AI in Healthcare and Computational Biology

As the volume of biological and clinical data continues to expand, the significance of statistical and computational tools in life sciences and healthcare is growing at an unprecedented pace. These tools encompass a wide array of applications, ranging from signal processing and machine learning for predictive modelling to clinical decision support systems and intelligent monitoring. They increasingly draw on rich, multimodal health data, including medical images, longitudinal electronic health records, continuous wearable and sensor streams, and molecular and omics profiles. By integrating these diverse data sources, advanced algorithms and computing systems enable more accurate, data-driven decision-making in health and disease management.
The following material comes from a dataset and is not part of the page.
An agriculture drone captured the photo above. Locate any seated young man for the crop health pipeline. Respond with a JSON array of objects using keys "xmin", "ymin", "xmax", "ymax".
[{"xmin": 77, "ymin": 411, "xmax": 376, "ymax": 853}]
This session aims to serve as a converging point for researchers and students, providing a platform to discuss the newest breakthroughs and trends in the fields of computational biology, healthcare AI, and digital health technologies, spanning areas such as biomedical informatics, medical imaging, and AI-powered wearables.

Keynote Speaker – Prof. Chenyang Lu, Washington University

Time: 9:00 – 10:00 AM

“AI for Health: Translating Data into Impact”

Abstract: Health care is one of the most complex and high-stakes domains for AI. This talk highlights recent advances in AI for health, focusing on how progress in machine learning, foundation models, and multimodal learning can be translated into real-world impact. Through examples spanning clinical care and public health, the talk examines the technical challenges and solutions that arise when AI meets messy, diverse, real-world data. It concludes by outlining interdisciplinary research opportunities where advanced AI can meaningfully enhance human health.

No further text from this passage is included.